Round her neck hung, by one of half a dozen necklaces, a manuscript of the Gospels, gilt-edged and clasped with jewels; the lofty diadem of pearls on the head carried in front a large gold cross; while above and around it her hair, stiffened with pomatum, was frizzled out half a foot from a wilderness of plaits and curls, which must have cost some hapless slave-girl an hour’s work, and perhaps more than one scolding, that very morning.
Meekly, with simpering face and downcast eyes, and now and then a penitent sigh and shake of the head and pressure of her hand on her jewelled bosom, the fair penitent was proceeding up the steps, when she caught sight of the priest and the monk, and turning to them with an obeisance of the deepest humility, entreated to be allowed to kiss the hem of their garments.
‘You had far better, madam,’ said Philammon, bluntly enough, ‘kiss the hem of your own. You carry two lessons there which you do not seem to have learnt yet.’
In an instant her face flashed up into pride and fury. ‘I asked for your blessing, and not for a sermon. I can have that when I like.’
‘And such as you like,’ grumbled the old priest, as she swept up the steps, tossing some small coin to the ragged boys, and murmuring to herself, loud enough for Philammon’s hearing, that she should certainly inform the confessor, and that she would not be insulted in the streets by savage monks.
‘Now she will confess her sins inside — all but those which she has been showing off to us here outside, and beat her breast, and weep like a very Magdalen; and then the worthy man will comfort her with —“What a beautiful chain! And what a shawl — allow me to touch it! How soft and delicate this Indian wool! Ah! if you knew the debts which I have been compelled to incur in the service of the sanctuary! —” And then of course the answer will be, as, indeed, he expects it should, that if it can be of the least use in the service of the Temple, she, of course, will think it only too great an honour. . . . And he will keep the chain, and perhaps the shawl too. And she will go home, believing that she has fulfilled to the very letter the command to break off her sins by almsgiving, and only sorry that the good priest happened to hit on that particular gewgaw!’

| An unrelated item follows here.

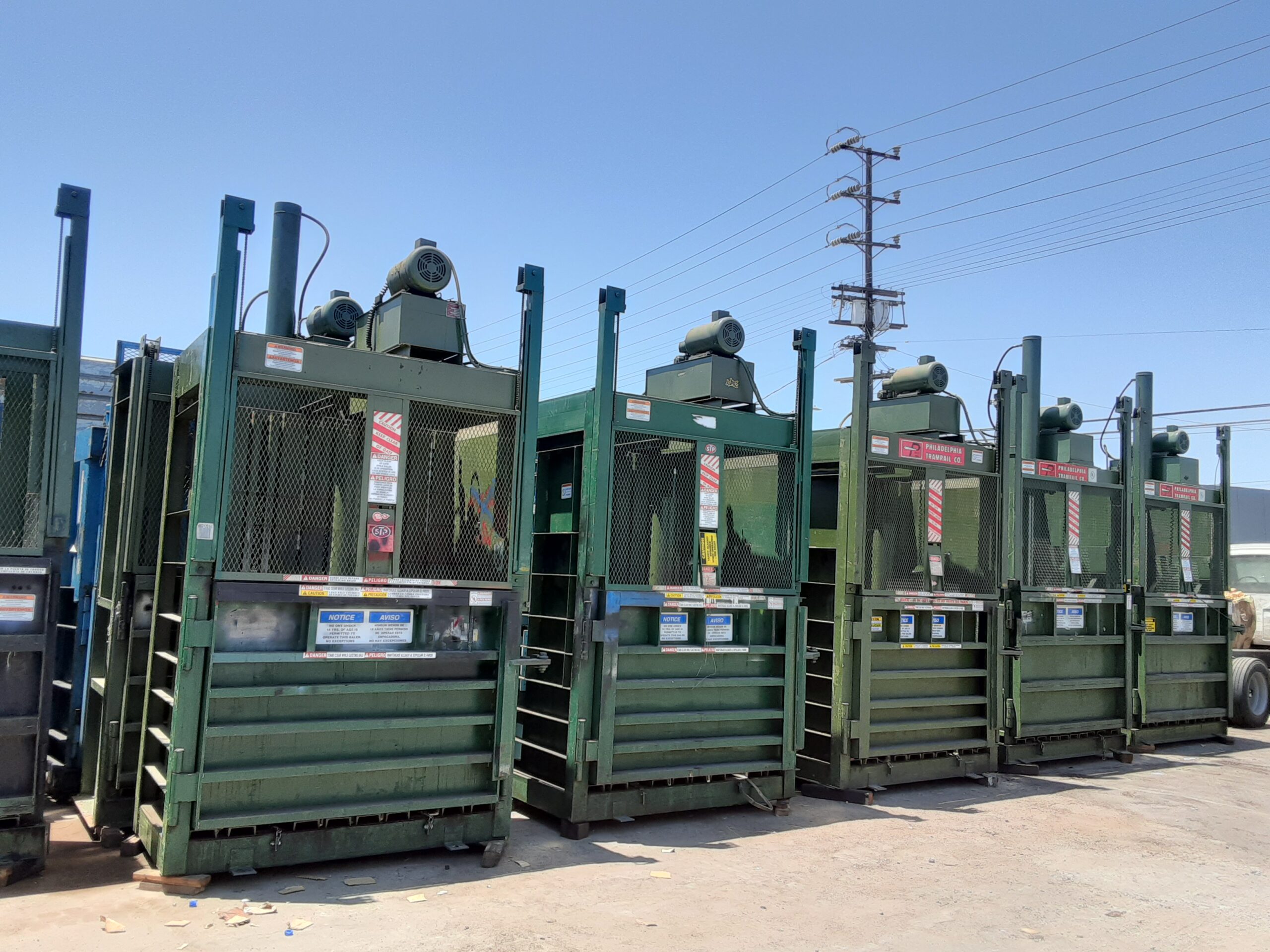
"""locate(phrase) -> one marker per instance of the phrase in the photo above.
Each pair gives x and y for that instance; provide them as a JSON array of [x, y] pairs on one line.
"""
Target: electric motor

‘What,’ asked Philammon; ‘dare she actually not refuse such importunity?’
‘From a poor priest like me, stoutly enough; but from a popular ecclesiastic like him. . . . As Jerome says, in a letter of his I once saw, ladies think twice in such cases before they offend the city newsmonger. Have you anything more to say?’

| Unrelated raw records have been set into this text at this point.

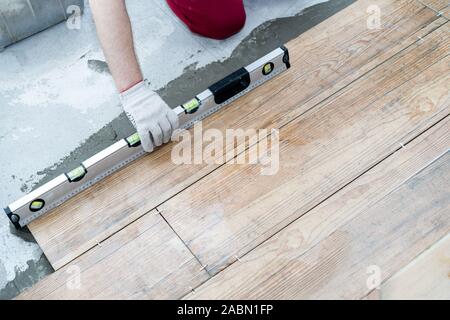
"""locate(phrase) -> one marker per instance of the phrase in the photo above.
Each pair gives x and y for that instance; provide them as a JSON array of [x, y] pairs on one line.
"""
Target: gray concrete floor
[[59, 104]]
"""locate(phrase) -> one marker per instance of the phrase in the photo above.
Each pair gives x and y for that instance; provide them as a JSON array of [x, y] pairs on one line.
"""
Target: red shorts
[[217, 19]]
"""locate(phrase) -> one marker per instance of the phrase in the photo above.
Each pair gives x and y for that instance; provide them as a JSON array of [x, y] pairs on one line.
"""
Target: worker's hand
[[153, 119]]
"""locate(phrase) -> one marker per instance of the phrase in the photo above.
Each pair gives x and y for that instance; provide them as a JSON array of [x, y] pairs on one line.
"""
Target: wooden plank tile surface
[[347, 246], [234, 209], [426, 277], [144, 261]]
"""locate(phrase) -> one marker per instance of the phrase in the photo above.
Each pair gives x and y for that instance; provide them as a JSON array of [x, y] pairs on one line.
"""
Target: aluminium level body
[[121, 153]]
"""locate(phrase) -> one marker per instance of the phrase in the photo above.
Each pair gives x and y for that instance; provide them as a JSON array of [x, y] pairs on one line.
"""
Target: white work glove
[[153, 119]]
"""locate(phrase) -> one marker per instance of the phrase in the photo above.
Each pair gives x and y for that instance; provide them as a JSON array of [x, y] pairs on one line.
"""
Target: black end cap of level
[[286, 58], [10, 217]]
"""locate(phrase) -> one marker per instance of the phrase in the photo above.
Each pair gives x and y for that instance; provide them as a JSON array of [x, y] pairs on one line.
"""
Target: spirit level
[[116, 156]]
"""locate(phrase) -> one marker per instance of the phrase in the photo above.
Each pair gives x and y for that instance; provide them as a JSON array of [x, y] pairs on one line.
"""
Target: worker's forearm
[[114, 31]]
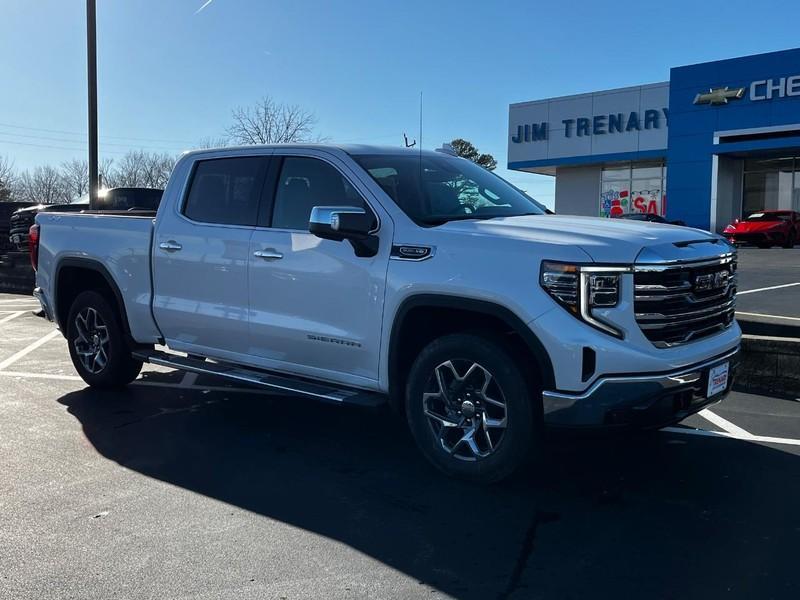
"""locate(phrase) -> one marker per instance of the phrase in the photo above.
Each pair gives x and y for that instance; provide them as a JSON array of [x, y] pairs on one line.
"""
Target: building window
[[633, 188], [771, 184]]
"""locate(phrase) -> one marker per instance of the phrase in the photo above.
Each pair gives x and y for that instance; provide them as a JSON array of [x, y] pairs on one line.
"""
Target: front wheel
[[97, 346], [470, 408]]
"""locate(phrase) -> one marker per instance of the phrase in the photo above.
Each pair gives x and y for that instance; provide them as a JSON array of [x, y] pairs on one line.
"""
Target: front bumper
[[642, 400]]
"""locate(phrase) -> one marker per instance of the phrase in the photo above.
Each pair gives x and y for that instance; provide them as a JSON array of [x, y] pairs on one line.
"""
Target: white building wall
[[565, 140], [578, 191]]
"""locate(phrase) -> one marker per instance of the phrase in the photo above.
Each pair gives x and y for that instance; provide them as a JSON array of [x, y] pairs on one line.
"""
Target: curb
[[769, 365]]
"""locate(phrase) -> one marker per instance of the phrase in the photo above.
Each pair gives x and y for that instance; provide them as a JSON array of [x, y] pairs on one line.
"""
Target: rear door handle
[[268, 254], [170, 246]]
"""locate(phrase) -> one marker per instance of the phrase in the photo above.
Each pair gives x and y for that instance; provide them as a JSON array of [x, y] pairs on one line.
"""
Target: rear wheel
[[470, 408], [97, 345]]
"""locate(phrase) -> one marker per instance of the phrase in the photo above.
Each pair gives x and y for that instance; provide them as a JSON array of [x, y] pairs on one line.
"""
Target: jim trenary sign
[[595, 125]]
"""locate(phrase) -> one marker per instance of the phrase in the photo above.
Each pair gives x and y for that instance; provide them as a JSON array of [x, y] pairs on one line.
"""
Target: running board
[[264, 379]]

Philammon had nothing to say; and wisely held his peace, while the old grumbler ran on —
‘Ah, boy, you have yet to learn city fashions! When you are a little older, instead of speaking unpleasant truths to a fine lady with a cross on her forehead, you will be ready to run to the Pillars of Hercules at her beck and nod, for the sake of her disinterested help towards a fashionable pulpit, or perhaps a bishopric. The ladies settle that for us here.’
‘The women, lad. Do you suppose that they heap priests and churches with wealth for nothing? They have their reward. Do you suppose that a preacher gets into the pulpit of that church there, without looking anxiously, at the end of each peculiarly flowery sentence, to see whether her saintship there is clapping or not? She, who has such a delicate sense for orthodoxy, that she can scent out Novatianism or Origenism where no other mortal nose would suspect it. She who meets at her own house weekly all the richest and most pious women of the city, to settle our discipline for us’ as the court cooks do our doctrine. She who has even, it is whispered, the ear of the Augusta Pulcheria herself, and sends monthly letters to her at Constantinople, and might give the patriarch himself some trouble’ if he crossed her holy will!’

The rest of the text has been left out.